It’s no secret that Latin America is one of the fastest growing markets for commercial aviation, but it still takes a lot of confidence to publicly commit to ordering 100 aircraft as Avianca did yesterday (February 5).

While the carrier has stopped short of placing a firm order, it has signed an MoU for 100 A320neo family aircraft – on top of the 33 A320neos and 51 A320s it ordered just two years ago.

Avianca, formerly Avianca-TACA, was formed in 2010 after the merger of Columbian carrier Avianca and El Salvador’s TACA and has been posting strong financial performances in recent years while it renews its fleet, expands its network and boosts capacity.

In 2013 – the most recent full-year results available – the carrier saw revenues increase eight per cent year on year, passenger numbers increase five per cent and operating profits leap 37 per cent to $281m, with new routes from Bogota to Cancun, Chicago and San Juan.

And things didn’t slow down last year.

In the first nine months of 2014, Avianca’s revenues were $100m up on 2013.

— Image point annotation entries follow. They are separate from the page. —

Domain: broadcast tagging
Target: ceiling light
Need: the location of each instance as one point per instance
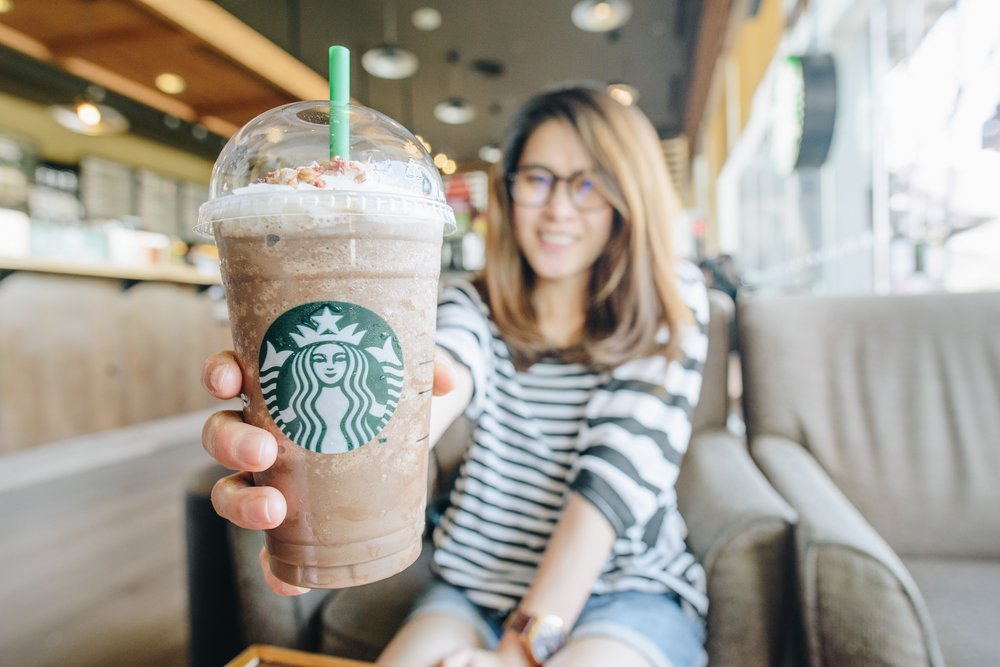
(170, 83)
(89, 118)
(601, 15)
(389, 61)
(454, 111)
(490, 153)
(625, 94)
(426, 19)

It also took delivery of nine A320 family aircraft – while phasing out ATRs – boosting capacity by a further 5.3 per cent and made its international ambitions clear with a new Bogota-London route.

Currently the carrier has a fleet of 165 aircraft – around 130 of which are Airbus models – and it has a further 200 Airbus jets on order.

Adding 100 A320neos to its fleet is a massive step for Avianca and one that could provide a great opportunity for local MROs to provide services for which the airline’s maintenance team doesn't have capacity.

Speaking to ATE&M last year, Valter Fernandes, TAP M&E Brazil’s VP of operations, confirmed that this was exactly where he thought MROs could win work in the future.

“Fleets are expanding at a pace that [airlines] are not training enough new mechanics or building new hangars to cope with.

That’s good news for us and independent MROs,” he said

The prospective order is also good news for Airbus, further cementing the A320neo's dominance in the Latin American market. If completed, the $11bn order would see the number of A320neo aircraft bought in the region total more than four times that of its rival the 737MAX.

This will perhaps help to lessen the blow of never seeing its first, and currently only, VVIP A380 take flight.

The OEM confirmed this week that it had removed the aircraft, ordered by Saudi Arabia’s Prince Al Waleed bin Talal ben Abdulaziz in 2007, from its orderbook.

The third prototype aircraft has been languishing in a hangar having been sold by Al Waleed and the luxury conversion never completed. It seems the "flying palace" was never meant to be.